In the end, the PhD didn’t work out; to give the briefest possible explanation, my supervisor and I wanted to pull it in too-different directions. I may well return to the research I was doing in my spare time, but my thought at the moment is that I will start using this blog for general research notes and ponderings, probably on a range of topics including physics, maths and computer graphics.
A lot has happened since my last post, but it’s never really felt constructive to post about here. I’m currently looking at diffusion as a mechanism for temporal memory formation.
This is a round-up of work by Principe, Euliano et al on dynamic topographic maps and temporal self-organisation.
- Principe, Euliano and Garani (2002), Principles and networks for self-organization in space-time
Applying R-D-type dynamics to SOMs (SOMTAD – Self-Organising Maps with Temporal Activity Diffusion) and GasNets to achieve spatiotemporal memories. Talks about the possible role of NO in memory formation, includes a review of relevant work in this area.
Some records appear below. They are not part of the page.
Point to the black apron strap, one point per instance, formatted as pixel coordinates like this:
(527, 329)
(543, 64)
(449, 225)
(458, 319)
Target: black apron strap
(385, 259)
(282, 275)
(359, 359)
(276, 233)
The basic approach of TAD is for winning neurons to send out waves of activity making neurons close to recent winners more likely to fire next. This enables the network to form noise-resistant memories of temporal sequences. Positive results are obtained here for robot navigation and (with the GASTAD) speech classification.
Leaves open further theoretical work on R-D type systems: ‘Although there are clear links to the R-D paradigm (the generation of traveling waves), we were unable to derive a cost function and learning rule from first principles’. Also suggests exploring the use of diffusion to train other sorts of networks, such as MLPs and RBFs.
- Neil R. Euliano (1998), Temporal Self-Organization for Neural Networks (PhD thesis)
Principe’s supervisee and collaborator explores three related approaches for temporal self-organisation in ANNs. SOTPAR and SOTPAR2 seem to correspond to SOMTAD and GASTAD in the above paper. Additional results are reported on phoneme sequences with SOTPAR and time series prediction with SOTPAR2. The third approach explored is ‘Dynamic Subgrouping of RTRL [real-time recurrent learning] in Recurrent Neural Networks’, an approach to supervised dynamic learning.
- Neil R. Euliano, Jose C. Principe (1996), Spatio-temporal self organizing feature maps
Some of the work leading up to Euliano’s thesis, above.
- Neil R. Euliano, Jose C. Principe (2000), Dynamic Subgrouping in RTRL Provides a Faster O(N2) Algorithm
Further work on RTRL.
- Jose C. Principe, Neil R. Euliano and W.Curt Lefebvre (1999) Neural and Adaptive Systems: fundamentals through simulations
A 672-page book which I have not yet had a chance to see, though the National Library of Scotland has a copy.
- Cho et al (inc. Principe) (2007), Self-organizing maps with dynamic learning for signal reconstruction
Signal reconstruction for brain-machine interfaces, compressing and reconstructing neural spike data.